You will constantly see people on LinkedIn bragging about "all the deals they're buying" and that "we're at 5000+ units". What they don't tell you - is that it all OPM (other peoples' money). 


Believe me - I see all the organizational charts.


You're forgetting about the best part, when there are 25 "different syndicators" on the GP side, all claiming to have just added 500 doors. Not to mention they have 1/25th of the 25-30% equity chunk on those 500 doors and that is after a preferred return.

Lol - hit the nail on the head. 

These guys are all Kroger store-brand Grant Cardone wannabes IMO. 

Will be entertaining to watch these guys get cleaned out / start jumping off bridges when rates rise on their max leverage IO loans, pref investors bail, and their models' 3.75% exit caps don't pan out. 

Originally posted by @Justin Gottuso:

@Andrew Syrios

I do not include capex in my cash floe numbers because I don’t save $100 per month for big repairs and renovations that will cost thousands of dollars. I have a savings/emergency fund of thousands of dollars for my properties for that.

I add in a Recurring CAPEX or Replacement Reserve to may analysis to account for those costs going forward.

Originally posted by @Justin Badillo :

@Joe Villeneuve if you start by funding from a job, where else would you get the money. What strategy would you use to start? How much to start with? I have also never seen those sequence of numbers before. Sorry for all the questions!

 There are many places to get funds from.  The key is based on the strategies used.  There is no one strategy to start with.  The strategy used is based on the best one for the best deal for a specific property.  Start with what you have.  Learn strategies based on where you are starting from money wise.  Learn as many strategies as you can.  Don't fall into the mistake of learning one strategy, and get really good at it.  That makes absolutely no sense at all.  You'd be severely restricting yourself, losing out on so many opportunities you couldn't count them, and end up forcing deals that you shouldn't buy...just because you get frustrated and impatient due to your limited knowledge of strategies.
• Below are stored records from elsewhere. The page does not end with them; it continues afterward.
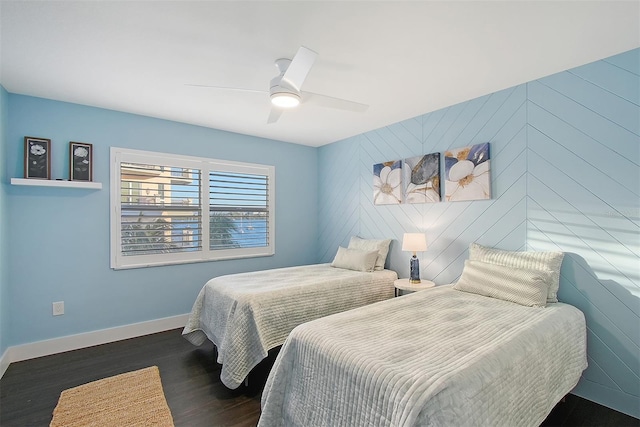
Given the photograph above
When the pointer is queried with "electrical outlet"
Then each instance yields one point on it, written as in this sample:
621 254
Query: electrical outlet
58 308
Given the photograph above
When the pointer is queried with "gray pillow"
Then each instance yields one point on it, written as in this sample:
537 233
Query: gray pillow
382 246
355 259
520 285
546 261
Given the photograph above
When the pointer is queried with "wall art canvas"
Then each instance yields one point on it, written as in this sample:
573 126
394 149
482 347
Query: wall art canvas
387 183
80 161
37 158
422 179
467 173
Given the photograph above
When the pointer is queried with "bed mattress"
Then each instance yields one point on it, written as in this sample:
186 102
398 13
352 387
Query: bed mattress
439 357
247 314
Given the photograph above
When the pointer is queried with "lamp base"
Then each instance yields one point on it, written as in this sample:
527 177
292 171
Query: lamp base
414 270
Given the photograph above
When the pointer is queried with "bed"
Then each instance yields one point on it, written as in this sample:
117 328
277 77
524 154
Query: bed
464 354
247 314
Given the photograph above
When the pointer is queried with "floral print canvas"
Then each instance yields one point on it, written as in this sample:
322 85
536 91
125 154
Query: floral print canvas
387 183
422 179
467 173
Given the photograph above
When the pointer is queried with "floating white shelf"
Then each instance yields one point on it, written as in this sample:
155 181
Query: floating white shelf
56 183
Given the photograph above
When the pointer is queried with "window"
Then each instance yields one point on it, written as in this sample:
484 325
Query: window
169 209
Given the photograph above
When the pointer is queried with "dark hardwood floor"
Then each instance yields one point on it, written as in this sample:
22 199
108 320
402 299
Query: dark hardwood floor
29 390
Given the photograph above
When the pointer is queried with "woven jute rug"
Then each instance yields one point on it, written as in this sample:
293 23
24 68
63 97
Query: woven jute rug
131 399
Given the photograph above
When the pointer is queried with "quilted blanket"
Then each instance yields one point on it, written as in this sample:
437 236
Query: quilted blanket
439 357
247 314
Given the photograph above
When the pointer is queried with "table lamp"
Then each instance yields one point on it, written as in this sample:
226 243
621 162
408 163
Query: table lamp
414 242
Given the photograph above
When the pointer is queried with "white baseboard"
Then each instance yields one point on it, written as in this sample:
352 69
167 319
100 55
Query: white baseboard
4 362
88 339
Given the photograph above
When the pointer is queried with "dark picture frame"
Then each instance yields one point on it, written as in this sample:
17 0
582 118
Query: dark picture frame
37 158
80 161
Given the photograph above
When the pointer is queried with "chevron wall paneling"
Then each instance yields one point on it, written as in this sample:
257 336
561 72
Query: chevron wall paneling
584 199
565 165
499 118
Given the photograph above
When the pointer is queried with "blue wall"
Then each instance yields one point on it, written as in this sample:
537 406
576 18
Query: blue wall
60 237
565 164
4 223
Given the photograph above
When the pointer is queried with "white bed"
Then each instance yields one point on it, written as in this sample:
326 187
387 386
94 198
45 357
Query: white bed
439 357
487 351
245 315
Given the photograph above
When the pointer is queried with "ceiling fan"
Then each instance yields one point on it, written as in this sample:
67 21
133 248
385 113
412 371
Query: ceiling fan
285 89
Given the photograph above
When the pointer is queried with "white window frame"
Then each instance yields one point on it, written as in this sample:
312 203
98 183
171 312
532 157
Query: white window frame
205 165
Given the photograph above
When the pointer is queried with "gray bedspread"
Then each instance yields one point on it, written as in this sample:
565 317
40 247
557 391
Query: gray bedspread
439 357
247 314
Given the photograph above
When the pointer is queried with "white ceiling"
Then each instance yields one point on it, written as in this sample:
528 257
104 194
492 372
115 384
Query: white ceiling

That number sequence is my secret formula for decision making.  It's based on a few basic rules:

1 - Never spend you seed money, but use it to infinity.
2 - Never invest for linier returns...only compounded ones.
3 - learn the difference between "your" cost and "total" cost.
4 - If total cost = your cost,...you lose
5 - Understand that the asset isn't the property...it's the cash in the property,
6 - The property is just the temporary transportation for your assets.
7 - Keep your assets moving.
8 - Equity is dead cash.  You don't own it...the property does.
9 - The more your equity grows in the same property, the less it is worth.
10 - Never spend you seed money

Originally posted by @Justin Badillo :

@Eric James trying to break that ground to get into real estate seems to be tough to say the least. Is there a better way than just funding a down payment? Or would say partner up with someone, private lender?
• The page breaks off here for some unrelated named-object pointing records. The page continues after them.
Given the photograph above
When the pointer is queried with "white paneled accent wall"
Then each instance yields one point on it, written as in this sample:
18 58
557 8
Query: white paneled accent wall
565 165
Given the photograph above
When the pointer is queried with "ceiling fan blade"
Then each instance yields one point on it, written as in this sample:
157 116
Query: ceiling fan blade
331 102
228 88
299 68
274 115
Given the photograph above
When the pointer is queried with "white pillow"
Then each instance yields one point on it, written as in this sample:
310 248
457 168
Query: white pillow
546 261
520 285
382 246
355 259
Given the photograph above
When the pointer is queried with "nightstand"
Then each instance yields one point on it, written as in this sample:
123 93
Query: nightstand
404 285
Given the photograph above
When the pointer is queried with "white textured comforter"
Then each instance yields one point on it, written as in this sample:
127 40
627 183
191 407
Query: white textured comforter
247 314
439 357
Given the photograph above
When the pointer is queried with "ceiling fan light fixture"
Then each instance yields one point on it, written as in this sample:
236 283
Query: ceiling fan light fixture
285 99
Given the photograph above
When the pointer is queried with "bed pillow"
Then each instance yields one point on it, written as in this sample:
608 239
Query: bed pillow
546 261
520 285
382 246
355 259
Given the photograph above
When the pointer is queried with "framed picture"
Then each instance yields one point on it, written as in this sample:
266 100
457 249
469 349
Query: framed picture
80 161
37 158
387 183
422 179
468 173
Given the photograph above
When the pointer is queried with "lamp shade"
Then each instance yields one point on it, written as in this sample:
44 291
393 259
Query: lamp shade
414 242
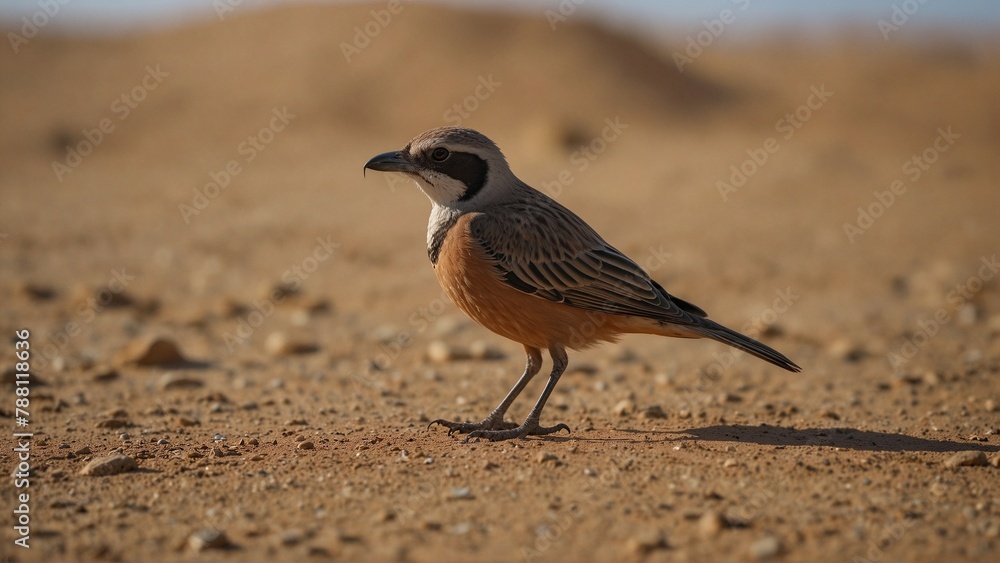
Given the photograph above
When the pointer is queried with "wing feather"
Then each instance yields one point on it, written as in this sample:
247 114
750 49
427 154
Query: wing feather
541 248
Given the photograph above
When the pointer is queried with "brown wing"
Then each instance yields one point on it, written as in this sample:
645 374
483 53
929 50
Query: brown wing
543 249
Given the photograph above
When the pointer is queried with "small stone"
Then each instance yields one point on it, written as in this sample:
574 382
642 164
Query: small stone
711 524
150 352
966 459
973 356
291 537
109 465
441 352
646 542
765 548
624 407
209 539
481 350
185 421
845 350
177 380
105 374
653 411
112 423
36 292
461 493
994 324
546 457
282 344
967 315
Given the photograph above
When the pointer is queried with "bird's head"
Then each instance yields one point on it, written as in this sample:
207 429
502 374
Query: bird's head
456 167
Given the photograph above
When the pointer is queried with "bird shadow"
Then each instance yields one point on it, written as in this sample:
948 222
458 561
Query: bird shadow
839 437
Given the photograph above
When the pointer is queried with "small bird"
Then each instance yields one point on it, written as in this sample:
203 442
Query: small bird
525 267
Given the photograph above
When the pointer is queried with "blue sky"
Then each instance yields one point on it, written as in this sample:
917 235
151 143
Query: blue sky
980 16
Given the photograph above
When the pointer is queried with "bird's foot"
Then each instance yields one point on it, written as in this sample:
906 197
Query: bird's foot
530 427
493 422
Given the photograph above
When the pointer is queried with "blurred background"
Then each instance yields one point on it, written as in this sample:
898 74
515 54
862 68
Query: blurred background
848 150
820 175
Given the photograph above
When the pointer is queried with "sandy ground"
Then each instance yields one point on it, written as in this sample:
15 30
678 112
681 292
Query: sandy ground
203 186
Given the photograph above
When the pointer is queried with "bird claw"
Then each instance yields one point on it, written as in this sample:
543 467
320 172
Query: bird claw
528 428
488 424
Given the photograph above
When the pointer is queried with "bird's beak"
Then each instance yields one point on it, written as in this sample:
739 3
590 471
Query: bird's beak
390 162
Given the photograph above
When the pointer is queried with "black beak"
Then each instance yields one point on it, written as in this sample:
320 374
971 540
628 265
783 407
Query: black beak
390 162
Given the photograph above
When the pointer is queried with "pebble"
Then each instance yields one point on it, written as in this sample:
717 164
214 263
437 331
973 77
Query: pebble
966 459
461 493
711 524
185 421
441 352
112 423
844 349
283 344
209 538
653 411
624 407
177 380
646 541
105 374
994 324
481 350
546 457
36 292
967 315
765 548
150 352
109 465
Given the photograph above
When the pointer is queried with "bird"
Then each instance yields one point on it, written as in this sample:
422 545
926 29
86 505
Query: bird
527 268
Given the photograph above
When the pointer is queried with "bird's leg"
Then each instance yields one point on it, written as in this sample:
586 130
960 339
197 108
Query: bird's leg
495 420
530 426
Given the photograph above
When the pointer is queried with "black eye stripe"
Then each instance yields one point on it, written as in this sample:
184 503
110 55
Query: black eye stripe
464 167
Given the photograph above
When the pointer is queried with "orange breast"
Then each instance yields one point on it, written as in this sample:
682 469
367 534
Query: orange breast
470 280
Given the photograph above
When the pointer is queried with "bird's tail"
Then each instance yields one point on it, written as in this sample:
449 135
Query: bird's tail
717 332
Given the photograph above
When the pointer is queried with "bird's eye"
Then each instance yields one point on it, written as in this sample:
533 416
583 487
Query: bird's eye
440 154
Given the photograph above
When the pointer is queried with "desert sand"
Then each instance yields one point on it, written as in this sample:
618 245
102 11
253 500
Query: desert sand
202 186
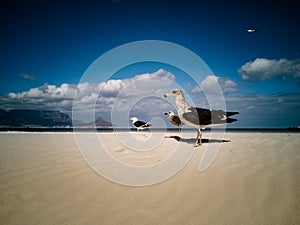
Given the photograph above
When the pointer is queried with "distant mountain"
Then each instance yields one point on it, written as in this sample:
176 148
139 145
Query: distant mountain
100 122
43 118
31 118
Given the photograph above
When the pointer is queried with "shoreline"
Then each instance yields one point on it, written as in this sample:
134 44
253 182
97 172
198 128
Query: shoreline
253 180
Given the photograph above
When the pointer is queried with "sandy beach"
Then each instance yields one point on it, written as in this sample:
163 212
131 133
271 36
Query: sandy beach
255 179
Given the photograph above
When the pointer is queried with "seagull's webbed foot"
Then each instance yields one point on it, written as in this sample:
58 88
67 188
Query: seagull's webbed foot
198 143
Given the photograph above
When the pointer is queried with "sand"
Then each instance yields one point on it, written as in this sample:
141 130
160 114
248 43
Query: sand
255 179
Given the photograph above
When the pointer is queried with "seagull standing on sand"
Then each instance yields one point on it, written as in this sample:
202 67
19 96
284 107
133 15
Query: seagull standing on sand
175 120
198 117
140 125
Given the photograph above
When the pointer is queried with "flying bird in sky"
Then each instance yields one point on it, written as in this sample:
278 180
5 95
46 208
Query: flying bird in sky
140 125
250 30
199 117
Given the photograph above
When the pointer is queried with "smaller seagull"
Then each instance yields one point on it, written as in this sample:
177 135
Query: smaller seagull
175 120
140 125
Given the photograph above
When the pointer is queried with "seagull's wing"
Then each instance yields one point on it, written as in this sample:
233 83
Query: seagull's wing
139 123
198 116
202 116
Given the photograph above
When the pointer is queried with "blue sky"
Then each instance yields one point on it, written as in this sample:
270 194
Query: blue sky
48 43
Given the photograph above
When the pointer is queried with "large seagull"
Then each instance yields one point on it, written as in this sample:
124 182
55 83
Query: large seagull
199 117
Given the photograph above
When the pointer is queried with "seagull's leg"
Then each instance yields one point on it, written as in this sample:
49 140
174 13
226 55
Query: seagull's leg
199 135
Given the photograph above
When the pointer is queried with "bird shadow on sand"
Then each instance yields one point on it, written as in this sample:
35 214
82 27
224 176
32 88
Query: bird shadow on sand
193 140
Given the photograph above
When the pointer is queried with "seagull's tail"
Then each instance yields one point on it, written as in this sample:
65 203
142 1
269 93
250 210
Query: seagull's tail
230 120
147 125
231 113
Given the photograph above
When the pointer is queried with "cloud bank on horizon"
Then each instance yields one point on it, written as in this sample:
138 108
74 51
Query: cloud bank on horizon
141 94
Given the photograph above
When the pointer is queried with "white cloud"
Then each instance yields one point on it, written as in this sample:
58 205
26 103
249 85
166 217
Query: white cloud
93 97
212 84
262 69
 If you're a novice you don't want to scale quickly. First, because you're going to make mistakes. Second, because you need to learn financial discipline. Skipping that by finding someone to hand you a bunch of cash will likely lead to disaster.

Some are lucky.

Some are lying.

Some are really good at what they do.

Too many factors to nail it down to a secret sauce that can be repeated by anyone. I started to get serious in 2016 by purchasing a hoarder house for $55,000 that I renovated myself. I learned that I'm too slow and don't enjoy it as much as I thought, but the home turned out to be a great investment (rented with 0 vacancy and worth $200,000+ today). I kept saving and investing as opportunities presented themselves, without much of a plan until 2019. Long story short, I am now netting over $15,000 monthly from my investments. Over half of that comes from the three properties I just bought in the last year when I finally had enough money to buy a little smarter.

I scaled quickly by earning extra money in my primary job (property management and sales), living debt free, sticking to a budget, and putting every dime (including all cash flow) right back into investments.
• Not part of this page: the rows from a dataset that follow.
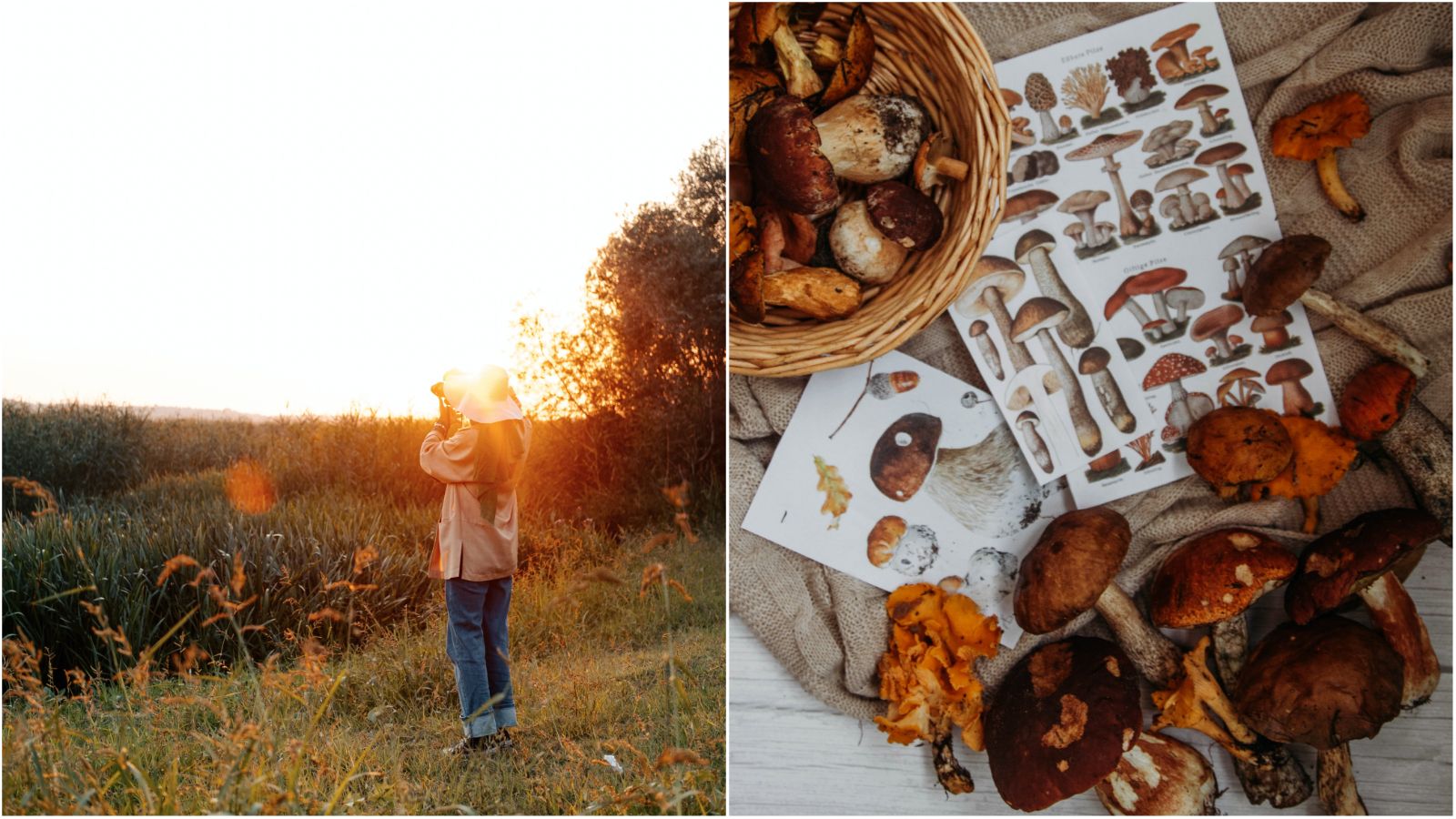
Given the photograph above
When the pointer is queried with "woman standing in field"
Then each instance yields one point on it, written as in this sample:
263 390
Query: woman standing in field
477 542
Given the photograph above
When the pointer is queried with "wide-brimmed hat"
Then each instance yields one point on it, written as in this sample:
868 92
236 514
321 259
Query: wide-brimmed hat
484 397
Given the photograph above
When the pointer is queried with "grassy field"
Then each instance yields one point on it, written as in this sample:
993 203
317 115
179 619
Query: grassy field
171 649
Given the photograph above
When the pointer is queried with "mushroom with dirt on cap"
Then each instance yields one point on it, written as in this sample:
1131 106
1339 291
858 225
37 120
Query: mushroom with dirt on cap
1322 683
1317 133
1286 271
1363 559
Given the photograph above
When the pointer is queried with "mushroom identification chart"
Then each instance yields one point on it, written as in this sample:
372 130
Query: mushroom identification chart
897 472
1136 205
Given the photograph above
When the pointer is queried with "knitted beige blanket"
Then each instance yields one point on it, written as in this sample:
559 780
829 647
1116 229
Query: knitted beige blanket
829 629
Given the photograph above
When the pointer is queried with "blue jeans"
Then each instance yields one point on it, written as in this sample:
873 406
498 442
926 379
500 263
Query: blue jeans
478 644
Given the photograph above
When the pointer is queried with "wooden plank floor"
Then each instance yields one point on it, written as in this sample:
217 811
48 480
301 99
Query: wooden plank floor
791 753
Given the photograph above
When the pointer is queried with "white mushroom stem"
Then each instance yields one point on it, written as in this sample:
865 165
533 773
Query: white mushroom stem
1154 654
1394 614
1372 332
1337 783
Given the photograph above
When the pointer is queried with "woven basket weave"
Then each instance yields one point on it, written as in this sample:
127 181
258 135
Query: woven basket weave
926 50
To be honest, I kind of surprised myself these last two years.

@Brittany Baker   Forget how "they" did it, lets figure out how you're going to do "it".  

I'm in Self Storage but still have the same financing decisions as it relates to Scalability/growth.

A. Point "A": How much Cash and Collateral (65%) do you have. What is your financing mechanism? Cash, SBA 10%; SBA 15%; conventional 5%; Conventional 25%; Conventional 40%. Get to Syndication later. The combination of these factors determines your project sizes. Also when you "CAP" out with your existing Collateral and have to find a new funding source.

B. Point "B: Where do you want to get to and how fast? Also how much risk/passivity. As people have mentioned, need to keep it apples to apples. Before/after income tax; with/without Capex set aside; etc.

C.  Now build a spreadsheet going from Point A to Point B.  Put a timeline along the side.  Now insert "Deals".

D.  Risk Assessment- perform one.  Interest rate change.  Bank 5 year renewal.  Inflation.  Scalability- cant do it all yourself, need a team?, etc.

E.  When do you quit your day job?  Or do you?  Part of your Risk analysis.  If you don't build a Team, then you have to quit your day job.  So along this timeline add in your team.  Just because your making $10,000 per month, you might need a $50,000/benefits maintenance person as you scale.

F. On your bank, find the following out: 1. Federal Lending Cap. Does this fit your goals?; 2. LTV loan to Value; LTC Loan to Cost; What are their expectations?; 3. Will they do "interest only" construction loans? How long or occupancy %?; 4. Etc.

Lets say your target is $10,000 per month. Again make sure this includes income taxes and Capex.

Lets say your first deal had $20,000 collateral/cash, and cash flow $200 per month after income tax and Capex set aside.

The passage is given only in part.